The NAPA Reauthorization Act would extend the National Alzheimer’s Project Act (NAPA) (P.L. 111-375), a landmark piece of legislation signed into law in 2011. NAPA fundamentally changed the way our nation addresses Alzheimer’s and other dementia and led the way for additional policy victories.

“Alzheimer's is a cruel disease that attacks a person's quality of life. As a pharmacist, I saw firsthand the impact Alzheimer's and other forms of dementia have on patients, families, caregivers and society overall,” said Rep. Buddy Carter (R-Ga.). “While great progress has been made and new therapies are advancing to help patients and caregivers, we cannot let up the fight. In honor of those who have battled and continue to battle this disease, let's continue to work together to raise awareness and pass [the NAPA Reauthorization Act].”

“For me, it's very personal as my mom has been afflicted by this horrific disease,” said Rep. Gus Billirakis (R-Fla.). “We must continue our all-of-government approach in the fight against Alzheimer's.”

The Alzheimer’s Accountability and Investment Act builds on the original Alzheimer’s Accountability Act, which was first enacted in 2014, to ensure Congress continues to hear directly from scientists at the National Institutes of Health (NIH) on what resources are needed to prevent and effectively treat Alzheimer's disease. 

With these critical laws set to expire soon, reauthorization is urgently needed.
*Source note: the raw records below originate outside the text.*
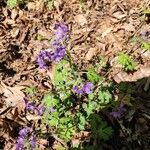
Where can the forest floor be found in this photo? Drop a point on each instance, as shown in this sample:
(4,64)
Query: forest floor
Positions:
(98,30)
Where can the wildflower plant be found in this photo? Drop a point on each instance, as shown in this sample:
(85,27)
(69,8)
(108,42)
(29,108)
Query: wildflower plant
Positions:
(128,63)
(76,96)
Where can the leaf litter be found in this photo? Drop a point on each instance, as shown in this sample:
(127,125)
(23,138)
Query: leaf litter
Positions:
(97,28)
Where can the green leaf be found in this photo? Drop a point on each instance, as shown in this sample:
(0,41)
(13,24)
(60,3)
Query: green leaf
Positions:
(126,62)
(100,128)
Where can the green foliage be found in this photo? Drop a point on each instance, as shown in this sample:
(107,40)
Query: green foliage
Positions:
(127,63)
(100,128)
(147,12)
(12,3)
(49,3)
(146,46)
(72,113)
(104,96)
(92,75)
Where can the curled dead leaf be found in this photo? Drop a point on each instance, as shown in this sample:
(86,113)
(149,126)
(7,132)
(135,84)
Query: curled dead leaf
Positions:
(13,94)
(122,76)
(80,19)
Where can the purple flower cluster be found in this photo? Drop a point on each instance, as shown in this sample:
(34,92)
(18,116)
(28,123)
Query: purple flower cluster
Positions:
(61,34)
(21,139)
(86,88)
(120,111)
(145,35)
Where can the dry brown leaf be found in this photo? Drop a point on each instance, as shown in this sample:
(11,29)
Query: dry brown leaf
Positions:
(15,32)
(31,6)
(80,19)
(107,31)
(13,94)
(14,14)
(119,15)
(128,27)
(143,72)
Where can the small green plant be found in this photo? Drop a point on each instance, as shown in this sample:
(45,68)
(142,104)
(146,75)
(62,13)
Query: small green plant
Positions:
(127,63)
(100,128)
(66,113)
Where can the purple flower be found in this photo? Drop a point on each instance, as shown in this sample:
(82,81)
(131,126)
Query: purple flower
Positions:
(144,35)
(77,90)
(51,110)
(119,112)
(58,54)
(42,58)
(33,142)
(87,87)
(61,32)
(20,142)
(41,110)
(22,135)
(30,106)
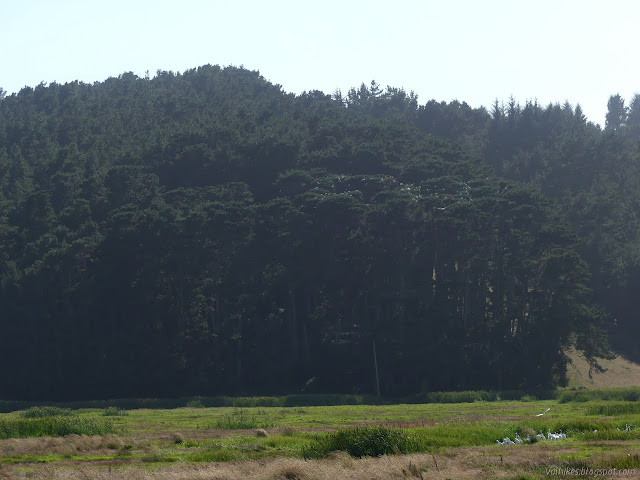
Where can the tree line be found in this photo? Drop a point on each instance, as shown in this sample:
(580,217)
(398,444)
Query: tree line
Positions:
(206,233)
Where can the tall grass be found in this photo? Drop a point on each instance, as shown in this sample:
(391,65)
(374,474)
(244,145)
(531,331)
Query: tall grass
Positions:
(362,442)
(53,426)
(626,394)
(46,411)
(614,409)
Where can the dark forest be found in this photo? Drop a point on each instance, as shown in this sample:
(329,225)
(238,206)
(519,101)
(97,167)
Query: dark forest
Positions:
(207,233)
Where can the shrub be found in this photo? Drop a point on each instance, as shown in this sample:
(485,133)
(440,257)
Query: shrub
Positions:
(114,412)
(362,442)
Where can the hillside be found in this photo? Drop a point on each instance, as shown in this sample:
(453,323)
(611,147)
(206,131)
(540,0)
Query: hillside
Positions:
(207,233)
(619,372)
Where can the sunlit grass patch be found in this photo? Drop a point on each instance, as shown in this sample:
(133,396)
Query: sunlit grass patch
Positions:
(53,427)
(46,411)
(614,409)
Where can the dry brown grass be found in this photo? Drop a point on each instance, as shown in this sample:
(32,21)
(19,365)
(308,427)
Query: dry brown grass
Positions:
(620,372)
(478,463)
(71,444)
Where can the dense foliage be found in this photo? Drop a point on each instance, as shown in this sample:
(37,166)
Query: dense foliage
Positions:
(207,233)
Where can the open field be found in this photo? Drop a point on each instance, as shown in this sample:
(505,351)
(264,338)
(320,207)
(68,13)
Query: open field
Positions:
(620,372)
(443,440)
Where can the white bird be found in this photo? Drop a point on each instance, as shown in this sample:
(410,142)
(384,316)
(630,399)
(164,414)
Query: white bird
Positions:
(552,436)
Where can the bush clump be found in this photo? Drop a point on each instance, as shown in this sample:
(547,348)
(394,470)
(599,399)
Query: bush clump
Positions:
(362,442)
(114,412)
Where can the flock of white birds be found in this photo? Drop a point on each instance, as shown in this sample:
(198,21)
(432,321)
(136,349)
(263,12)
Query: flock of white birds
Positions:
(550,436)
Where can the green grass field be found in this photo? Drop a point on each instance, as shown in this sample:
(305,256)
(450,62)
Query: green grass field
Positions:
(420,440)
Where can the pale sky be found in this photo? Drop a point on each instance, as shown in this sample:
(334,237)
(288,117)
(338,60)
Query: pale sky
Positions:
(581,51)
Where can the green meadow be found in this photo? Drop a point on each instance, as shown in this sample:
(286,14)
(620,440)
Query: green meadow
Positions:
(602,428)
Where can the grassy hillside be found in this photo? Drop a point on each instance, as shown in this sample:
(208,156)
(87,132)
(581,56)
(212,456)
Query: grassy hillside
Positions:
(620,372)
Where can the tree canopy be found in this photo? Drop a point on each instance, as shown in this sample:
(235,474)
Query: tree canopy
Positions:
(208,233)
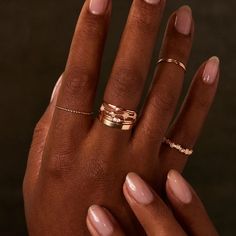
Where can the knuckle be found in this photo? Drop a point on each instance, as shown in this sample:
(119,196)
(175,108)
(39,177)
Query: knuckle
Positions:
(201,104)
(152,132)
(91,29)
(40,129)
(143,21)
(78,79)
(164,102)
(126,82)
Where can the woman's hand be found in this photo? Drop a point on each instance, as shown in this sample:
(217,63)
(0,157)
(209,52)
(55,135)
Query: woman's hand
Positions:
(75,160)
(190,217)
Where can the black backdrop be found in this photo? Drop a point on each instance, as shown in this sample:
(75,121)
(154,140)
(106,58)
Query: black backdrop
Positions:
(34,40)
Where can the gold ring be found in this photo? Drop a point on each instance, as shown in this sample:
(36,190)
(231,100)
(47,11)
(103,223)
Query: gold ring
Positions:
(186,151)
(117,117)
(170,60)
(74,111)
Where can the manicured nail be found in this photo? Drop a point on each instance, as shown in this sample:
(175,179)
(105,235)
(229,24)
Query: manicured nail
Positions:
(56,87)
(138,189)
(152,1)
(183,22)
(211,70)
(179,187)
(98,7)
(100,221)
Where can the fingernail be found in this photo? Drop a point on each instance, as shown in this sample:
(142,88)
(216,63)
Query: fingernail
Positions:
(98,7)
(179,187)
(56,87)
(100,220)
(211,70)
(138,189)
(183,22)
(152,1)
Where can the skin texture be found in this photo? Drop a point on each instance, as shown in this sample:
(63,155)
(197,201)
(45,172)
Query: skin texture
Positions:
(192,217)
(75,161)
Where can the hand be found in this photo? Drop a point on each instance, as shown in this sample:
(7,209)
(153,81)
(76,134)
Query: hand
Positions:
(75,160)
(153,214)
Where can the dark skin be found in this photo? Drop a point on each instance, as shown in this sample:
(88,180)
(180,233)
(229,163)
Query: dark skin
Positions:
(76,161)
(191,215)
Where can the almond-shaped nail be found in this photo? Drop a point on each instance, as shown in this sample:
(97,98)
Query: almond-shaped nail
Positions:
(183,22)
(98,7)
(100,221)
(138,189)
(152,1)
(179,187)
(211,70)
(56,87)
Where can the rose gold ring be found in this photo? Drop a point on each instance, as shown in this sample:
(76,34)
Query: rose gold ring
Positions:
(186,151)
(170,60)
(117,117)
(75,111)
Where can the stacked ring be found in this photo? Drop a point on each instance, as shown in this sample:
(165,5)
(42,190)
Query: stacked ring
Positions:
(116,117)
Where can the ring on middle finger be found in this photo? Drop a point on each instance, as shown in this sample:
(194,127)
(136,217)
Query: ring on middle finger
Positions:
(117,117)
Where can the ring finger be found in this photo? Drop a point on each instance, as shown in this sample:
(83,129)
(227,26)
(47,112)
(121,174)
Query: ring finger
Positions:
(129,73)
(161,103)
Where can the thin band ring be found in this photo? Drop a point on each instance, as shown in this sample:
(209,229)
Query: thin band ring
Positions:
(170,60)
(178,147)
(74,111)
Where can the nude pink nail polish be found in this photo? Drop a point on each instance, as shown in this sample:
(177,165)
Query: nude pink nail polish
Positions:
(98,7)
(211,70)
(138,189)
(152,1)
(183,22)
(100,221)
(179,187)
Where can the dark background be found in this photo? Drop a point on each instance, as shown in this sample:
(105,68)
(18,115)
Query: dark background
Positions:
(34,40)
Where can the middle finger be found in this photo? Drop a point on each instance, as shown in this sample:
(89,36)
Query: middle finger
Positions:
(132,63)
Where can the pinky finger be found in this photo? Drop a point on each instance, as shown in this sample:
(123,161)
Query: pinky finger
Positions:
(101,223)
(187,206)
(188,125)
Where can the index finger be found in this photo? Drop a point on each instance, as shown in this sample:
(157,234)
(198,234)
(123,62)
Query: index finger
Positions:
(151,211)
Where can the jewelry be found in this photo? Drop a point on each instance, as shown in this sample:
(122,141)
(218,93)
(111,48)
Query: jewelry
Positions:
(178,147)
(116,117)
(170,60)
(74,111)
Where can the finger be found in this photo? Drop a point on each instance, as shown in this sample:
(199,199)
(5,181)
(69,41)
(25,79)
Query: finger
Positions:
(161,104)
(188,207)
(101,223)
(78,88)
(152,213)
(83,67)
(39,139)
(132,63)
(188,125)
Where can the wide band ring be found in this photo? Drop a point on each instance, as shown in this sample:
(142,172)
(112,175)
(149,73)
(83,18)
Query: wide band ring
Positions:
(117,117)
(170,60)
(178,147)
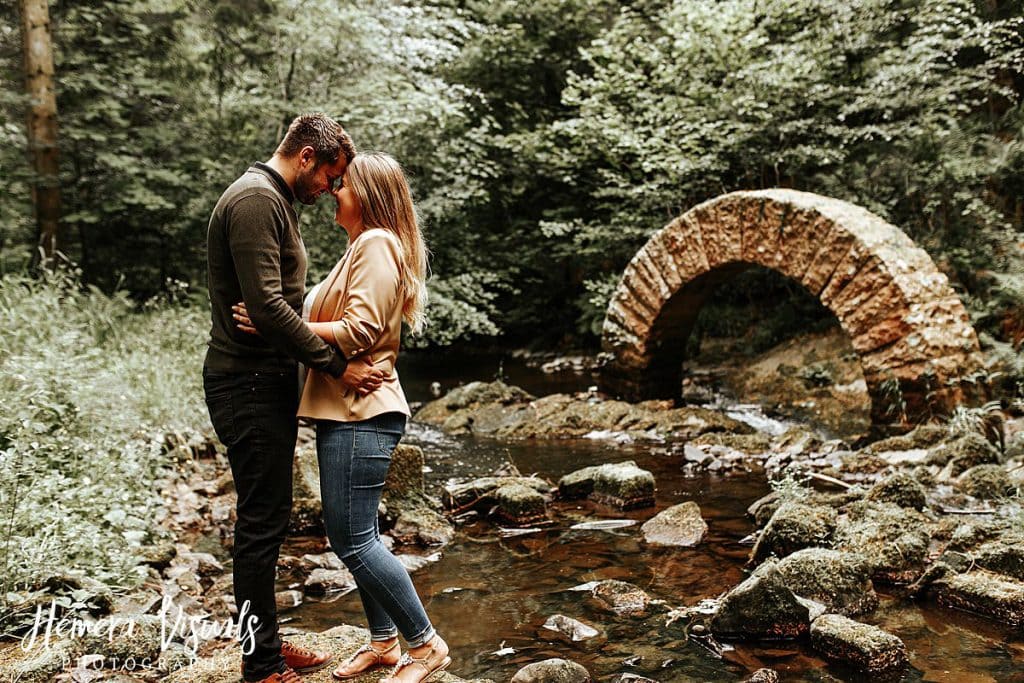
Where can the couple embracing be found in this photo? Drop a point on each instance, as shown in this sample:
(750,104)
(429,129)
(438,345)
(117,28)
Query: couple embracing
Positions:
(346,332)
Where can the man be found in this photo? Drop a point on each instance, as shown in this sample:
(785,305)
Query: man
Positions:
(256,255)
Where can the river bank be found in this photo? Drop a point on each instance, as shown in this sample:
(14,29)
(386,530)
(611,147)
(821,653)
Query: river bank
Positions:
(683,455)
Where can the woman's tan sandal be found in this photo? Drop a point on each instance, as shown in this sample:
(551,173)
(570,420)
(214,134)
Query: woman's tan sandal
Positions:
(378,655)
(408,660)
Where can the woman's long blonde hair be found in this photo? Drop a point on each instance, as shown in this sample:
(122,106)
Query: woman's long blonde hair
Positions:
(383,191)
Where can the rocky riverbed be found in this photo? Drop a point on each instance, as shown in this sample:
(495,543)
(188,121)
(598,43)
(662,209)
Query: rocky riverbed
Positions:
(934,516)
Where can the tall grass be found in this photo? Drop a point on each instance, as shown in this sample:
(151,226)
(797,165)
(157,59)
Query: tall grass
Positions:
(90,382)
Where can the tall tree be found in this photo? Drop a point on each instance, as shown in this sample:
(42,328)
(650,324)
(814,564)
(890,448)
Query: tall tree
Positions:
(42,125)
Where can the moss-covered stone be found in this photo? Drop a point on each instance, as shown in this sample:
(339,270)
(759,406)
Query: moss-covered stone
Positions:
(865,647)
(681,525)
(924,436)
(984,593)
(900,489)
(750,443)
(340,642)
(893,540)
(624,486)
(794,526)
(552,671)
(838,580)
(986,482)
(761,607)
(519,505)
(962,454)
(621,597)
(1005,555)
(406,472)
(580,483)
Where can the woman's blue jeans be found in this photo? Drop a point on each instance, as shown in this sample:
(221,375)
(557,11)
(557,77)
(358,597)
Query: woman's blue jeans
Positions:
(353,461)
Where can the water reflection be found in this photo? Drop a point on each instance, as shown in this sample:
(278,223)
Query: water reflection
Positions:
(492,593)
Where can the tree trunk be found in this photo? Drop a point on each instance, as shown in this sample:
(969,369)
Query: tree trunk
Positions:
(42,124)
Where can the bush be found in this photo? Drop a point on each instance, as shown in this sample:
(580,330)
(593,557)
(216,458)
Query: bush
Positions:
(90,385)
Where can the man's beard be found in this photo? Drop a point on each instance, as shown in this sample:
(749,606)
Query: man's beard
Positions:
(304,188)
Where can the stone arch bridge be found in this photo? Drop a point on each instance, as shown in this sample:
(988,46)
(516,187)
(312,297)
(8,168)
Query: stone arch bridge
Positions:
(918,349)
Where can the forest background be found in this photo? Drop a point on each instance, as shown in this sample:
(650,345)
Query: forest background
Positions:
(545,141)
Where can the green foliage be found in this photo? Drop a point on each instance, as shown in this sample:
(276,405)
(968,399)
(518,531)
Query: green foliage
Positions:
(90,386)
(546,141)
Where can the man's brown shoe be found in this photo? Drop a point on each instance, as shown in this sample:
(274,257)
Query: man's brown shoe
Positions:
(303,660)
(287,676)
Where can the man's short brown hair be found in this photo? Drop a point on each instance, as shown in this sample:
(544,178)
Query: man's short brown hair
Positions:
(321,132)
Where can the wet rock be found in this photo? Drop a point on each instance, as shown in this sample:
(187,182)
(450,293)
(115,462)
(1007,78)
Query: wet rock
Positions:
(569,628)
(513,500)
(865,647)
(406,472)
(39,665)
(963,454)
(620,484)
(762,509)
(322,582)
(697,457)
(580,483)
(288,599)
(414,563)
(755,443)
(552,671)
(840,581)
(794,526)
(680,525)
(125,636)
(899,489)
(307,507)
(986,482)
(624,486)
(984,593)
(761,607)
(222,666)
(519,505)
(505,412)
(893,540)
(478,493)
(621,597)
(923,437)
(160,555)
(1004,556)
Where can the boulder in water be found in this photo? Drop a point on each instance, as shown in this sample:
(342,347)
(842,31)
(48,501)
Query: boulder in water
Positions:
(986,482)
(865,647)
(838,580)
(984,593)
(680,525)
(761,607)
(795,526)
(621,597)
(899,489)
(552,671)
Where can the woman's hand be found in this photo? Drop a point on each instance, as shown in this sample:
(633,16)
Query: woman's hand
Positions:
(363,375)
(242,318)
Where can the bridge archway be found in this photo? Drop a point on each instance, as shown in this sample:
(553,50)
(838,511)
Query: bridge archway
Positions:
(916,346)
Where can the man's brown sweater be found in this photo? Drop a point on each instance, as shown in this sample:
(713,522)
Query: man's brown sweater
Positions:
(255,254)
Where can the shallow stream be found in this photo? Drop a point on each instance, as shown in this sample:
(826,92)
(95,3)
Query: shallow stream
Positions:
(491,594)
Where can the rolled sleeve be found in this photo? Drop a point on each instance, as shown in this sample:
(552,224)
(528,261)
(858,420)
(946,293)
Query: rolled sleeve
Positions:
(373,293)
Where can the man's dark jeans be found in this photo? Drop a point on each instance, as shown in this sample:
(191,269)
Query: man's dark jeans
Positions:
(254,416)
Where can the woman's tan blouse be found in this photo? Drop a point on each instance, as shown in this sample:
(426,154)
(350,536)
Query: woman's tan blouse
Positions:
(363,298)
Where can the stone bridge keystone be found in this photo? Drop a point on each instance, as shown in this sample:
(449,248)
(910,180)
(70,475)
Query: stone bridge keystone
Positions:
(918,349)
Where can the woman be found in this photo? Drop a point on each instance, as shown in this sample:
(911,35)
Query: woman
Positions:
(359,307)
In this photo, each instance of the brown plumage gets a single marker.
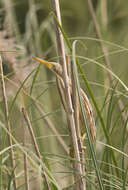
(57, 70)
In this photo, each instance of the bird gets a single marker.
(56, 68)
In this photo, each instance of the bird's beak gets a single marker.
(48, 64)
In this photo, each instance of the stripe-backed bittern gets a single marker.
(56, 68)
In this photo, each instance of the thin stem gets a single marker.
(62, 61)
(27, 120)
(12, 157)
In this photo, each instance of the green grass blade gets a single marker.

AIM advocates from across the nation have been working to build bipartisan support and remain deeply committed to swiftly passing them into law. 

The BOLD Reauthorization Act was introduced by Reps. Brett Guthrie (R-Ky.), Paul Tonko (D-N.Y.), Chris Smith (R-N.J.) and Maxine Waters (D-Calif.) in the House, and Sens. Susan Collins (R-Maine), Catherine Cortez Masto (D-Nev.), Shelley Moore Capito (R-W. Va.) and Tim Kaine (D-Va.) in the Senate.

The NAPA Reauthorization Act was introduced by Reps. Paul Tonko (D-N.Y.), Chris Smith (R-N.J.) and Maxine Waters (D-Calif.) in the House, and Sens. Susan Collins (R-Maine), Mark Warner (D-Va.), Shelly Moore Capito (R-W.Va.), Ed Markey (D-Mass.), Jerry Moran (R-Kan.), Bob Menendez (D-N.J.), Lisa Murkowski (R-Alaska) and Debbie Stabenow (D-Mich.) in the Senate. 

The Alzheimer’s Accountability and Investment Act was introduced by Reps. Chris Smith (R-N.J.), Paul Tonko (D-N.Y.) and Maxine Waters (D-Calif.) in the House, and Sens. Susan Collins (R-Maine), Ed Markey (D-Mass.), Shelley Moore Capito (R-W.Va.), Mark Warner (D-Va.), Jerry Moran (R-Kan.), Bob Menendez (D-N.J.), Lisa Murkowski (R-Alaska) and Debbie Stabenow (D-Mich.) in the Senate.